The other consideration that sometimes comes up: the resort underwent a design change about halfway through, adding access to the master bath from the living room.  In earlier buildings, you have to go through either the master or second bedroom to get to a bath.   With four people and a 2BR, that's probably not a big deal for you.

As for the bus system---we usually get a car and enjoy the convenience.  When we have one, we drive everywhere except Magic Kingdom (where the bus is often a little faster than driving), or our other evening destinations if we plan to have a second drink while we are there.  Our last trip had a couple frustrating bus trips returning to MK in the evening.  But, we did take one "extra" trip without a car, and it was fine, so if you'd really rather save the money, it would be okay.


----------



## Egret1986 (Jun 21, 2009)

*Thanks for the additional info*

Am I correct that if you drive and go into the parks with your car that parking is free with staying onsite?  Are you going into the same parking entrances and areas as the general population?

Well, my husband's onboard now.  He was skeptical about going since we had already previously discussed no more Disney.  I thought telling him the benefits and difference of staying onsite would easily persuade him.  It took him telling a couple of ladies at work what the wife was considering and them telling him that; yeah, you're crazy not to want to go for that and sharing the fact that there's a lot to appeal to adults that we've never seen yet.  Never been to Downtown Disney before.

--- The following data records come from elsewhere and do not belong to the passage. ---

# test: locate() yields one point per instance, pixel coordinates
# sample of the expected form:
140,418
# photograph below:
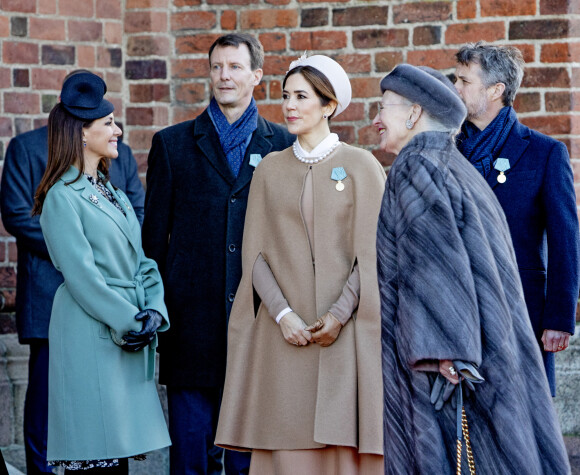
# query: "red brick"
131,4
197,20
273,41
345,133
549,125
260,92
85,30
539,29
4,27
113,32
114,81
149,93
575,77
359,16
546,77
365,87
275,89
46,7
145,22
148,45
46,78
22,102
19,53
190,93
354,63
5,127
558,101
254,19
181,114
355,111
21,6
5,78
378,38
86,56
197,43
459,33
229,20
46,29
386,61
466,9
435,58
527,102
421,12
317,40
560,52
426,35
271,112
189,68
575,106
507,8
75,8
277,65
140,138
109,9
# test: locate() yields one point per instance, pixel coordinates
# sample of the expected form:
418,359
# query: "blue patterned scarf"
234,138
482,147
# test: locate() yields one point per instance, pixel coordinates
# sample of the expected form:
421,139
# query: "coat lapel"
260,144
513,150
91,196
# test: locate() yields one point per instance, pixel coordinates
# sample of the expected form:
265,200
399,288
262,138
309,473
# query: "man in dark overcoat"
531,176
37,279
198,181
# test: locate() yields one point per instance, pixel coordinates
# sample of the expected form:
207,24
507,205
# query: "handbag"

Now, breaking it to the two 15-year-olds.  They'll be negative about it, so I'll probably just wait on that one.  They're just too cool and old for that sort of stuff.  

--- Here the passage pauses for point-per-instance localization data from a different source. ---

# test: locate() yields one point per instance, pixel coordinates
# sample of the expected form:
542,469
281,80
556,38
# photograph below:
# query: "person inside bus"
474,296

Hubby and I are really looking forward to it!


----------



## bnoble (Jun 22, 2009)

Yes, parking is free.  You can either driver yourself (which would just be like it always is) or you can take the Disney transportation system.  We tend to prefer driving with two exceptions. At the Magic Kingdom, the bus lets you off just outside the gates, so no mucking around with the monorail/ferry.  We also use the bus system if we're planning on having that second glass of wine with dinner.

With teenagers, the Disney transportation system is a real bonus---it makes it easy to split up for a little bit and let the adults be the adults while the kids can be kids.  There's a limited amount of trouble that two teenagers can get into at WDW, so they can have a little bit of freedom without worrying you senseless.  For example, you can send the teens to Hollywood Studios so that they can ride Tower of Terror and Rock-n-Rollercoaster all evening while you and DH enjoy a nice dinner and a few drinks in Epcot's World Showcase.

The key thing to making a Disney trip work for us: no commando.  We do try to get there by the time they open most days, but we take substantial breaks away from the parks mid-day and we enjoy some of the other things the resort has to offer.


----------



## Egret1986 (Jun 22, 2009)

*I agree that substantial breaks during the day will make things more enjoyable*



bnoble said:


> Yes, parking is free.  You can either driver yourself (which would just be like it always is) or you can take the Disney transportation system.  We tend to prefer driving with two exceptions. At the Magic Kingdom, the bus lets you off just outside the gates, so no mucking around with the monorail/ferry.  We also use the bus system if we're planning on having that second glass of wine with dinner.
> 
> With teenagers, the Disney transportation system is a real bonus---it makes it easy to split up for a little bit and let the adults be the adults while the kids can be kids.  There's a limited amount of trouble that two teenagers can get into at WDW, so they can have a little bit of freedom without worrying you senseless.  For example, you can send the teens to Hollywood Studios so that they can ride Tower of Terror and Rock-n-Rollercoaster all evening while you and DH enjoy a nice dinner and a few drinks in Epcot's World Showcase.
> 
> The key thing to making a Disney trip work for us: no commando.  We do try to get there by the time they open most days, but we take substantial breaks away from the parks mid-day and we enjoy some of the other things the resort has to offer.



I agree now that the boys are 15 (and with staying onsite and having the Disney transportation system) this will be a great way to allow more freedom for them (if they will take advantage of it and venture out on their own).

Thanks for your help and input!


----------